Troika e os 40 ladrões


Parece um livro bem interessante.
Do jornalista espanhol Santiago Camacho.

Acusa as corporações privadas de encherem os bolsos à custa dos cidadãos e considera Portugal "o caso mais trágico" do "ataque dos mercados".
Deixa ainda críticas duras às agências de "rating" e ao FMI.

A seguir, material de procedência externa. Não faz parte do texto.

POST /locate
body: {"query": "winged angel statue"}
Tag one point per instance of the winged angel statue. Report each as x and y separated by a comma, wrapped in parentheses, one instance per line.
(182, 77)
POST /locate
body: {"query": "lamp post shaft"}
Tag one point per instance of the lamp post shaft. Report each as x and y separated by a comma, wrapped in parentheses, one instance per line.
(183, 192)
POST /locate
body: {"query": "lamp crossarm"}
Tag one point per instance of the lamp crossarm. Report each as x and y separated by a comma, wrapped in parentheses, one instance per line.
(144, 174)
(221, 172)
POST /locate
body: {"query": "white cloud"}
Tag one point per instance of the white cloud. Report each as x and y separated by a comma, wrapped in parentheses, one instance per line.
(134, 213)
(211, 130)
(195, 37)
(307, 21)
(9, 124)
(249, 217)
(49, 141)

Portugal "caiu numa teia especulativa sem precedentes", afirma o espanhol Santiago Camacho, que está em Lisboa para apresentar o seu último livro "A Troika e os 40 Ladrões".

“O caso de Portugal é mais trágico, porque vocês foram atacados pelos mercados sem piedade, como nenhum outro país da Europa", começa por dizer à Renascença.

"Cada vez que as coisas começavam a melhorar, recebiam nova avaliação negativa da Fitch, da Moody's ou da Standard & Poor's. E a profecia deles acabava por se cumprir.
A culpa é da cobiça dos investidores internacional e dos mercados, que continuam a especular à conta de países como Portugal”, sustenta.

Consumidores mal informados
Outra forte ameaça ao actual sistema é a falta de informação.
Os consumidores de produtos financeiros não sabem onde estão a investir o dinheiro e nem
“os próprios funcionários dos bancos chegam a perceber como funcionam”.

“É uma consequência da cobiça sem limites que se instaurou sobretudo a partir dos anos 90. Começaram-se a criar produtos financeiros cada vez mais complexos.
Muitos dos que adquiriram aplicações, como as hipotecas do ‘subprime’, não sabiam o que estavam a comprar, nem sabiam que os bancos já estavam a apostar contra eles, contratando seguros para cobrir a perda de valor desses produtos.
Eles nunca ficavam a perder”, revela.

«Com esta crise, muitos estão a ganhar dinheiro», diz o jornalista espanhol, regressando às origens da crise para explicar o aumento da dívida soberana.
«A crise começa com muita gente, em Wall Street, a beneficiar da colocação de produtos tóxicos por todo o mundo.
Os governos europeus tentaram adiar a crise e é nessa altura que a dívida dispara».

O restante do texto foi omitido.